In contrast to it's companion disc Inverted Black Star, Lessons In Lamentation sounds like it's virtually "rocking". Where Inverted spews monoto-riffs and malevolent power tool noise across the jet-black waste of it's hour long length, this jam is more upbeat, opening with a massive chugging sludgy metal riff that cycles over and over, slowly joined by a swarm of sizzling feedback and high pitched sine-whine. Crazed shredding solos appear, the central riff changes shape throughout, the whole track seems to be split into three distinct sections. It's super hypnotic as Fistula grinds away endlessly surrounded by Makita's dense and textured noise. Deep monstrous vocals emerge from out of the filth, gutteral invocations that are impossible to decipher. A massive plodding industrial dirge, a meditation on repetitive metal riffing and the blackest feedback, recorded all the way in the red, a majestic crumbling obelisk of monstrous noise-doom.
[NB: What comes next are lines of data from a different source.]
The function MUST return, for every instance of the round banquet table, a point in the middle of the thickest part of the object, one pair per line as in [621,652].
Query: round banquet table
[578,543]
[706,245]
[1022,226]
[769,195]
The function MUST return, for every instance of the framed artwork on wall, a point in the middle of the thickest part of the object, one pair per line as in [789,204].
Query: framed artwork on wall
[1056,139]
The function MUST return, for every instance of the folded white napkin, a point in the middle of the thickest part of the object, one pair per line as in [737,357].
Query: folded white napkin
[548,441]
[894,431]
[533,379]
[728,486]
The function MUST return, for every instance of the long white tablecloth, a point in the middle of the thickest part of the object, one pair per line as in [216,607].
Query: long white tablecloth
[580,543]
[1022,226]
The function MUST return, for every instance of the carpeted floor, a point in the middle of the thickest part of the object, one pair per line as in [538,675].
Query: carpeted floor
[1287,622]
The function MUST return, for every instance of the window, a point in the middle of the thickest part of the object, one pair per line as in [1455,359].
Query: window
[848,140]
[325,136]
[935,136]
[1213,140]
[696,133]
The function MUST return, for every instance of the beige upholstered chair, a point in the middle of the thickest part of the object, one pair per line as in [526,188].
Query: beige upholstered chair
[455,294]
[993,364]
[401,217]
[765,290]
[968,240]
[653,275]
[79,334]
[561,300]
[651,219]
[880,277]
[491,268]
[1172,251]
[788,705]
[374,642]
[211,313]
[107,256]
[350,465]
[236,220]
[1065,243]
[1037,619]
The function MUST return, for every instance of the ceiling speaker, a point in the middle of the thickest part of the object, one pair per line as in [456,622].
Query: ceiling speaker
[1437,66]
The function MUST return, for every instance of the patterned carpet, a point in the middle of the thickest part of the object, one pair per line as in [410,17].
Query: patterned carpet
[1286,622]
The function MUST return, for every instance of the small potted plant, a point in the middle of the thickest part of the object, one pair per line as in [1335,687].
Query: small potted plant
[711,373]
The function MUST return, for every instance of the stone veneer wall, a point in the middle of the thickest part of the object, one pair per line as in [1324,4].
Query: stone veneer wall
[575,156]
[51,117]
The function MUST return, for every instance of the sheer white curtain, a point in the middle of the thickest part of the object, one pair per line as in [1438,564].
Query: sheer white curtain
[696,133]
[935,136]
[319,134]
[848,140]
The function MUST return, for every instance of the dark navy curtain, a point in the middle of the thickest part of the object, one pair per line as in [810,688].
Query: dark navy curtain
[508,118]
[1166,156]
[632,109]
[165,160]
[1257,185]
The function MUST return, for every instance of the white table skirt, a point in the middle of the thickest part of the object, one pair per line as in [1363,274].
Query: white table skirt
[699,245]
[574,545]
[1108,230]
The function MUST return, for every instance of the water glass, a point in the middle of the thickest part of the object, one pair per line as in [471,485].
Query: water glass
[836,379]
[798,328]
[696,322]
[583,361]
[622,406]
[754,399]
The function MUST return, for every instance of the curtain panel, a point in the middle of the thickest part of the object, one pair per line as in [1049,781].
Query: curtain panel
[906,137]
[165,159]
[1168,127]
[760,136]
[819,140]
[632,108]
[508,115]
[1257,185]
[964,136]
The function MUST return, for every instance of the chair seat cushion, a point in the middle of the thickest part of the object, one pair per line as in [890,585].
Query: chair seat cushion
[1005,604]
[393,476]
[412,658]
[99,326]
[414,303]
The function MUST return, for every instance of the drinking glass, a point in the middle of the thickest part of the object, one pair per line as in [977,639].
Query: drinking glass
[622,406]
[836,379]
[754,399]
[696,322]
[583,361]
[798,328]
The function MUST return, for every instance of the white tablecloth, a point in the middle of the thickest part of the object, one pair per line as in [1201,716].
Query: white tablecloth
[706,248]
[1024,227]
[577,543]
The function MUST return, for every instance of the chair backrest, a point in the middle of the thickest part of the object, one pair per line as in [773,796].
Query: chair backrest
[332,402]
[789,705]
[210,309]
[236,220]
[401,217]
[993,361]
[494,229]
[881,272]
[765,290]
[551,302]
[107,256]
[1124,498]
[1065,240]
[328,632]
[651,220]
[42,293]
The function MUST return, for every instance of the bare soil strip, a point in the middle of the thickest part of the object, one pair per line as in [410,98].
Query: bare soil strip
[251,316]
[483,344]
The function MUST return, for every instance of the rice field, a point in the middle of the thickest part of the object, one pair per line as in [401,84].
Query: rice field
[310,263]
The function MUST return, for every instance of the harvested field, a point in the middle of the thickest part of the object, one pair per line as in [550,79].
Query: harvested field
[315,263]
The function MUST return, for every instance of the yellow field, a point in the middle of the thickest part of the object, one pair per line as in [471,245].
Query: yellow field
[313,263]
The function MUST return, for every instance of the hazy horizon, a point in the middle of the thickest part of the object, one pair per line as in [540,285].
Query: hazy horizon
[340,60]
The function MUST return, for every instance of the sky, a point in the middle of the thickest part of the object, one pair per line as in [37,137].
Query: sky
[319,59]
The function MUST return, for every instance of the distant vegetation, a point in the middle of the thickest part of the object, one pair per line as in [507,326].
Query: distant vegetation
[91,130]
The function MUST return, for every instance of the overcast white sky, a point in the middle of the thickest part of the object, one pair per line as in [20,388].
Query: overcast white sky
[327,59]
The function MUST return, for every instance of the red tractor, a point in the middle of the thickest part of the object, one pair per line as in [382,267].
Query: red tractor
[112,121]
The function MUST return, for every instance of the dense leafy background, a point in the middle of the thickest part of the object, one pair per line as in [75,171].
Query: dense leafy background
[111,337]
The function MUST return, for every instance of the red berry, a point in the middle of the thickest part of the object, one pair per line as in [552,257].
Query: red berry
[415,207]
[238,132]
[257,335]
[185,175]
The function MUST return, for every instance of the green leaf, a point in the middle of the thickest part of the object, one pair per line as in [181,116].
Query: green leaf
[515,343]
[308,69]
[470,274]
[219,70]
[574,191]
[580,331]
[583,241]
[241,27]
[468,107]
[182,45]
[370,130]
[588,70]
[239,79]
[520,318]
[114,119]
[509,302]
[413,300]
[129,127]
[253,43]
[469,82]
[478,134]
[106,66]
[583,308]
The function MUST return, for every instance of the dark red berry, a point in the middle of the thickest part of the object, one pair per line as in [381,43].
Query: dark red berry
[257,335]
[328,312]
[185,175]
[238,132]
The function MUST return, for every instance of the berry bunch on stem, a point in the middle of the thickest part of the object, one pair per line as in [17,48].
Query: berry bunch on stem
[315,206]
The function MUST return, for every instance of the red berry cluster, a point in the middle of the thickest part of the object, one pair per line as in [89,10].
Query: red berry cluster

There has been a groundswell of bands and artists lately that have been fusing the heaviness of the slowest, most extreme doom metal and black metal with pure harsh noise, artists like Wilt, Josh Lay, Matt Bower's Mirag stuff, for instance. Well, you can add these two discs from Fistula to the top of the heap of blackened doom noise. These are as crushing, noise-encrusted, and corrosive as anything else lurking in this new realm of abstracted heaviness.
Lessons In Lamentation is packaged in a signature Crucial Bliss three-panel sleeve, with artwork from Ralf Burkart, the disc itself attached to the sleeve on a plastic nub. Release in an edition of 300 copies.